Insalubridade na limpeza de banheiros coletivos

A dúvida é recorrente entre trabalhadores e advogados: a limpeza de banheiros com circulação de mais de 20 pessoas dá direito ao adicional de insalubridade?
A resposta envolve a análise da Súmula 448 do TST e da NR 24, que tratam da caracterização da insalubridade e das condições sanitárias nos locais de trabalho.

O que diz a Súmula 448 do TST

A Súmula 448 do Tribunal Superior do Trabalho é clara ao afirmar que:

“A higienização de instalações sanitárias de uso público ou coletivo de grande circulação, e a respectiva coleta de lixo, por não se equiparar à limpeza em residências e escritórios, enseja o pagamento de adicional de insalubridade em grau máximo.”

Ou seja, banheiros coletivos com grande circulação se enquadram em grau máximo de insalubridade (40%), conforme o Anexo 14 da NR 15.

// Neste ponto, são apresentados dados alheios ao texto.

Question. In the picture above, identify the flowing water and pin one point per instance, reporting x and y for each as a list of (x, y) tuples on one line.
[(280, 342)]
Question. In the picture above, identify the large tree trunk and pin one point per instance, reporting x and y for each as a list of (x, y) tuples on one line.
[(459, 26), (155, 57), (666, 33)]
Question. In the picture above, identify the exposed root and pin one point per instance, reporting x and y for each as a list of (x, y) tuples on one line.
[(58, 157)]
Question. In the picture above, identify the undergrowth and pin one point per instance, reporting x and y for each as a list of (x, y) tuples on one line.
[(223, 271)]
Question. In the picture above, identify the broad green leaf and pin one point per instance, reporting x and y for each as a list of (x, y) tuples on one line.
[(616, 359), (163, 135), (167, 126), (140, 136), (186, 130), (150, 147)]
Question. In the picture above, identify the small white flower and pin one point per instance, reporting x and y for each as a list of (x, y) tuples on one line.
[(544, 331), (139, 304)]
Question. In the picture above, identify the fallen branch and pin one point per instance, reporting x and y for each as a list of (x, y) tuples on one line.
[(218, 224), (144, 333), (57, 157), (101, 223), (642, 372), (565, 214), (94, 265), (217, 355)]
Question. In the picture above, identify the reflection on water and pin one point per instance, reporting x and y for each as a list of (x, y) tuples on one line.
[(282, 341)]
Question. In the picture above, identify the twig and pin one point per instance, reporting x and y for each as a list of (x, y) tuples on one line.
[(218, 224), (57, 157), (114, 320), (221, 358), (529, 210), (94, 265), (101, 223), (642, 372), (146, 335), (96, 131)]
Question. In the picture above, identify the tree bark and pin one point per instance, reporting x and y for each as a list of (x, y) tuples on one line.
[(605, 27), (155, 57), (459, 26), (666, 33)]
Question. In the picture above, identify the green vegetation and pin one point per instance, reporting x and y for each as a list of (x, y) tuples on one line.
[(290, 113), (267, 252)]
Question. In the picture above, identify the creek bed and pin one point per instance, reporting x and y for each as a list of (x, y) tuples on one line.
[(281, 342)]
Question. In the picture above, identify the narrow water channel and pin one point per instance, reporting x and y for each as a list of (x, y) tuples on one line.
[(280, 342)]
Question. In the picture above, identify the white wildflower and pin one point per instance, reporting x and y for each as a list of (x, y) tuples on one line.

O que define “grande circulação”?

A NR 24, que trata das condições sanitárias nos locais de trabalho, exige pelo menos uma instalação sanitária para cada grupo de 20 trabalhadores ou fração.
Assim, entende-se que banheiros usados por mais de 20 pessoas já se enquadram como de grande circulação, o que reforça a aplicação da Súmula 448.

Grau de insalubridade e adicionais

A NR 15 estabelece os percentuais de adicional:

  • 10% – Grau mínimo
  • 20% – Grau médio
  • 40% – Grau máximo

No caso da limpeza de banheiros coletivos com grande circulação, o enquadramento é em grau máximo (40%).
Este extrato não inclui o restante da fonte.